Wildfire Problem Will Get Bigger in Coming Decades
The massive wildfires that burned in California, Oregon, Montana, Idaho, British Columbia and other parts of North America in 2017 in many cases exhibited a disturbing trend: a marked increase in the amount of area burned.
The Thomas Fire, which consumed 281,893 acres in California's Santa Barbara and Ventura counties in December, was the largest in the state's history. The Nazko Complex Fire in British Columbia burned more than 1 million acres, the largest ever recorded for the province.
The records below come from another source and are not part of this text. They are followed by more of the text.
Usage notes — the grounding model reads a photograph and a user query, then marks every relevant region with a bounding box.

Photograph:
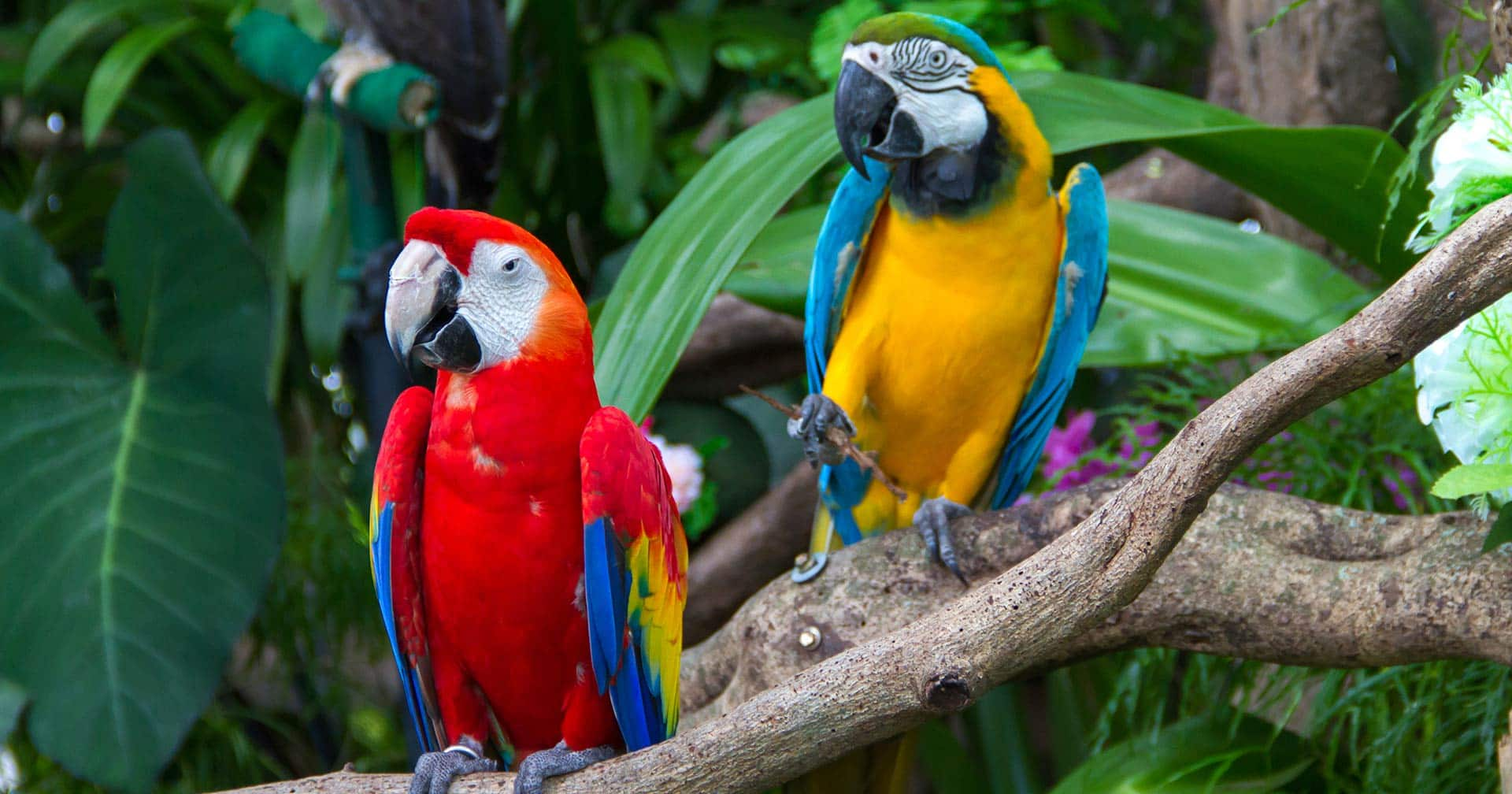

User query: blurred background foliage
[0,0,1512,794]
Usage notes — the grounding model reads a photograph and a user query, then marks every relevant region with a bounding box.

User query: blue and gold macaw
[789,13,1108,581]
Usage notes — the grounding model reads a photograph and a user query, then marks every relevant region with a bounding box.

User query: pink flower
[641,416,703,513]
[1043,411,1098,477]
[1040,411,1160,490]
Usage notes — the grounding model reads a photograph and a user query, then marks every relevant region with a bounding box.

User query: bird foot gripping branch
[410,736,499,794]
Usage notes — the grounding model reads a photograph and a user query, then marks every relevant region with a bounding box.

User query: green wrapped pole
[232,9,440,130]
[233,10,440,466]
[335,113,399,281]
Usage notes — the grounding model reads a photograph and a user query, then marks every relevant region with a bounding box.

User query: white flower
[0,746,21,792]
[1412,72,1512,251]
[1412,295,1512,501]
[646,432,703,513]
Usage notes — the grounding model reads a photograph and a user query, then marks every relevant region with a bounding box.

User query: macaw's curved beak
[383,240,482,372]
[835,61,924,179]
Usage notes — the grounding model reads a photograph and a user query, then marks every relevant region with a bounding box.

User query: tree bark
[216,198,1512,792]
[682,482,1512,725]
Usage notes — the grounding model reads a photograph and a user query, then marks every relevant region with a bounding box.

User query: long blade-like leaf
[83,18,199,147]
[204,100,278,201]
[21,0,142,94]
[595,72,1425,414]
[0,677,26,746]
[1083,201,1370,366]
[283,107,342,284]
[595,97,838,419]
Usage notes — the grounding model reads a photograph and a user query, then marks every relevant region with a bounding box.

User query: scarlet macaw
[369,209,688,794]
[788,13,1108,581]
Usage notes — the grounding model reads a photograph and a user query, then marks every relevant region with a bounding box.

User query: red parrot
[369,209,688,794]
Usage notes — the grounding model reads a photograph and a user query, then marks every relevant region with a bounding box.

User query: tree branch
[682,482,1512,725]
[219,198,1512,792]
[664,293,803,399]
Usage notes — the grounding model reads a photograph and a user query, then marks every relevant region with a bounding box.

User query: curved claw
[410,736,499,794]
[514,741,614,794]
[788,393,856,467]
[914,496,971,585]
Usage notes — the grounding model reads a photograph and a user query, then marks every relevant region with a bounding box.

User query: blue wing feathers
[989,163,1108,510]
[584,518,667,750]
[803,158,892,546]
[803,158,892,391]
[372,502,440,753]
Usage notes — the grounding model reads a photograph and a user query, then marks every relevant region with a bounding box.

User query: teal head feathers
[835,12,1013,215]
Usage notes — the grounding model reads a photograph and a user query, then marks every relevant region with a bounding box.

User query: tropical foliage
[0,0,1512,794]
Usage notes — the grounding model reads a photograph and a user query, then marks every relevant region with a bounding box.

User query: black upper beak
[384,240,482,372]
[835,61,924,179]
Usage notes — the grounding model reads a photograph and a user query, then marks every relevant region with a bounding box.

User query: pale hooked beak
[383,240,482,372]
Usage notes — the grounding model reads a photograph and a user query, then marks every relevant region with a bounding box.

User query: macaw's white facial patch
[457,240,550,369]
[841,36,988,153]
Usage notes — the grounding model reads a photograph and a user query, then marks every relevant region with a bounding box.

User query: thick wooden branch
[664,293,803,399]
[682,482,1512,725]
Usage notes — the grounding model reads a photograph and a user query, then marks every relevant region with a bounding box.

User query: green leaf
[588,62,652,236]
[83,18,199,147]
[919,720,992,794]
[724,206,827,317]
[656,13,713,98]
[1051,712,1313,794]
[0,677,26,747]
[1433,463,1512,499]
[809,0,883,85]
[1013,71,1427,278]
[992,41,1066,71]
[1083,201,1370,366]
[1480,508,1512,554]
[283,107,342,284]
[595,97,838,419]
[965,682,1043,794]
[21,0,142,94]
[595,72,1423,416]
[299,182,357,368]
[0,132,284,791]
[588,33,677,87]
[204,100,278,201]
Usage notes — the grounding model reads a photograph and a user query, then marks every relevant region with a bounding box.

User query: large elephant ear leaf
[0,132,284,791]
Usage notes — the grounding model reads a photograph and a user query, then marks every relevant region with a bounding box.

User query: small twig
[741,384,909,502]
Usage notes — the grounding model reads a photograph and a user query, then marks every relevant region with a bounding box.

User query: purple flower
[1040,411,1160,490]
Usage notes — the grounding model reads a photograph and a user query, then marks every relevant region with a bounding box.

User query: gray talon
[788,393,856,466]
[410,736,499,794]
[914,496,971,584]
[514,741,614,794]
That trend will continue in coming decades across the western U.S. and northwestern Canada, though not uniformly, according to a recent study. UA professor Don Falk and Thomas Kitzberger from the Universidad Nacional del Comahue in Argentina, who started working on the research as a visiting scholar at the UA, were co-investigators on the study that also included Thomas Swetnam from the UA and Leroy Westerling of the University of California, Merced.
While it may have been an exceptional year in some respects, Falk's and Kitzberger's predictions suggest that years like 2017 are likely to become more common over time. States in the interior Western U.S., in particular, may be faced with large increases in total wildfire area burned, potentially beyond anything that has been experienced in the past.
Their research paper, "Direct and indirect climate controls predict heterogeneous early-mid 21st century wildfire burned area across western and boreal North America," was published in the journal PLOS ONE in December as the 2017 fire season was ending. The results project where the greatest increases in area burned are likely to occur across the Western U.S. and Canada in coming decades, suggesting that large fires years such as the recent ones in southern and northern California may become more common.
A Model to Measure and Project Fire Activity
"We used 34 years of climate data to calibrate area burned in 1,500 grid cells across western North America, so we could capture the different ways that seasonal climate regulates fire in different regions," said Falk, a professor in the School of Natural Resources and the Environment in the UA College of Agriculture and Life Sciences.
The key measurement, annual area burned, is a combination of fire size, frequency and variability from year to year. Area burned does not necessarily indicate fire severity, the ecological effects in a burned area.
Taking into account geographic variation, the study data focused on fire occurrence, seasonal temperatures and snowpack. The seasonal climate variables that turned out to be driving the amount of area burned were summer temperatures during fire season, spring temperatures and rainfall, and winter temperatures. Winter and spring conditions regulate snowpack, which can delay the onset of the fire season.
The team built a statistical model for wildfire area burned in each of the grid cells studied, and then tested it with data for actual area burned since 2010 to validate their predictions. It did not project the extent of area burned beyond the mid-21st century, as climate and vegetation changes become more uncertain later in the century.
Findings for western and northern North America show that about half the states and provinces are projected to have a large increase — five or more times the current levels — in total wildfire area burned. Others may see smaller increases, indicating there is no "one-size-fits-all" model. Increases in area burned are unevenly distributed across the study area, with the strongest increases projected in the interior western region.
Heads-Up for Land Management
"Ultimately, this means that the large fire seasons of recent years, such as the one just ending, are likely to occur more frequently, affecting ecosystems, communities and public safety," Falk said. "These will be billion-dollar fire years. We're just not ready for fire impacts of this kind, including post-fire effects from flooding after fire."
The total cost of the 2017 fires in California alone is projected to exceed $180 billion. This includes not only the immediate costs of firefighting, but also the much larger costs of landscape rehabilitation; medical and hospital costs; insurance losses and the costs of replacing thousands of homes and other buildings; lost economic productivity from the destruction of businesses; repair and replacement of key infrastructure such as roads, power lines and dams; and weeks of lost income by employees.
Across the U.S., public land managing agencies are being stretched to their limits by the current scale of wildfire. The U.S. Forest Service spends more than half of its entire budget on wildfire response, leaving little for other key elements of its mission such as recreation, ecosystem restoration, research and public education.
Knowing about future regional variation in the projected annual area burned can help land managers and policy makers prepare for the possibility of extremely large fire years. Falk pointed out that seasonal climate changes also are having the effect of making the fire season longer, so there is additional time for more acreage to burn. In years when seasonal climate drives lengthy fire seasons, fire management resources may be stretched to the limit.
"Wildfires act as a multiplier of other forces such as climate change, exposing more and more areas not only to the immediate effects of fire, but also to the resulting cascade of ecological, hydrological, economic and social consequences," Falk said. "We hope that this research will be a wake-up call to public agencies and legislatures at all levels of government that the fire problem is not going to get any smaller in coming decades.
"If anything, we need a serious, fact-based national dialogue about how to sustain our forests and woodlands through smart management and policy."